'AR so soulful you can FEEL it': One Blippar designer looks to the future

Leon Tyler, Blippar’s Lead Game Designer, says augmented reality designers should step away from using AR as a product gimmick and begin, instead, to focus on creating experiences that work in tandem with the user’s own unique surrounding reality.


Imagine sitting in your living room gazing at the giant tree growing in front of you. It begins with a patch of grass on the floor, slowly spreading out to cover the whole carpet. As the grass spreads a small root starts to emerge from the centre. Your ceiling gradually turns a glorious summer blue while the root continues to grow at an incredible pace, creaking and snapping until the entire room is bursting at the seams with a mighty tree. The branches, now thick with leaves, gently sway in the breeze as a glaringly bright sun bursts through from the sky above. Birds can be heard chirping in the distance, interrupted only by the gentle rustling of the leaves above. Your whole body is getting that summer vibe.

You reach for the sky, placing your finger on the sun and dragging it across the ceiling. The season changes as the sun travels towards the adjacent wall. The summer blue drops to an autumn orange. Clouds drift into view as leaves begin tumbling from the branches. The grass on the floor can barely be seen beneath the crunchy fallen leaves. A slight drizzle begins, and a gentle pattering can be heard as raindrops hit the floor. You drag the sun a little further away, until snow begins to fall. The mighty tree is now standing in front of you completely bare. As you tap the floor you hear the crunch of snow. Everything seems so fresh now, with a cool white scene filling your living room. You can sense the chill in the air.

tree

Imagine augmented reality (AR) created with so much soul you can almost feel it. A digital augmentation of the real world with so much delicate attention to detail the user begins to believe its presence in their own reality. Most examples of AR are created as forced digital executions, and these often jar with their surrounding environments. Perhaps these executions assist the product or subject to which they are attached, but rarely do they consider the location in which they will be seen. Why not manipulate the entire environment as well as the subject in focus?

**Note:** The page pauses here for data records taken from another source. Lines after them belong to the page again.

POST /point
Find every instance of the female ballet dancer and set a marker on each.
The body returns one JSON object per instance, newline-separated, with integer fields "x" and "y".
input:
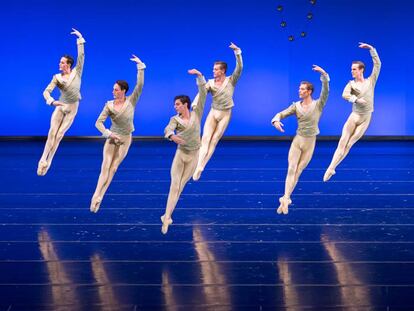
{"x": 222, "y": 89}
{"x": 360, "y": 92}
{"x": 118, "y": 138}
{"x": 308, "y": 113}
{"x": 68, "y": 82}
{"x": 184, "y": 130}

A lot of people suggest augmented reality is a gimmick, and I tend to agree that most examples prove this statement correct. But what if we move away from gimmick and towards sense? Let’s focus on the reality part of augmented reality. Reality in AR doesn’t need to rely simply on making the tree and its leaves as photo-realistic as possible. I believe paying attention to movement, sound and interactivity between user and technology can create as equally an impactful experience as having a realistic-looking tree in your living room.

People are relying on virtual reality (VR) to provide the most immersive digital experiences over the next few years, but I’m inclined to believe that AR hasn’t yet reached its climax, with hardware limitations and creativity limiting its growth. Surely seeing a well-executed digital experience augmented convincingly into your own reality is more engaging than cutting off your own reality altogether. I’d love to see augmented reality focusing more on the feeling it can produce rather than simply showing off graphics. Neither AR nor VR are able to provide the sensation of touching the experience, so they need to work especially hard on the relationship between sight and sound.

This is where I believe VR is maturing much quicker than AR; the available hardware offers so much more processing power and even physical control methods, allowing more creative freedom. But as wearables become more powerful and commercially available, perhaps now is the time to push augmented reality into the next generation - of sense rather than gimmick.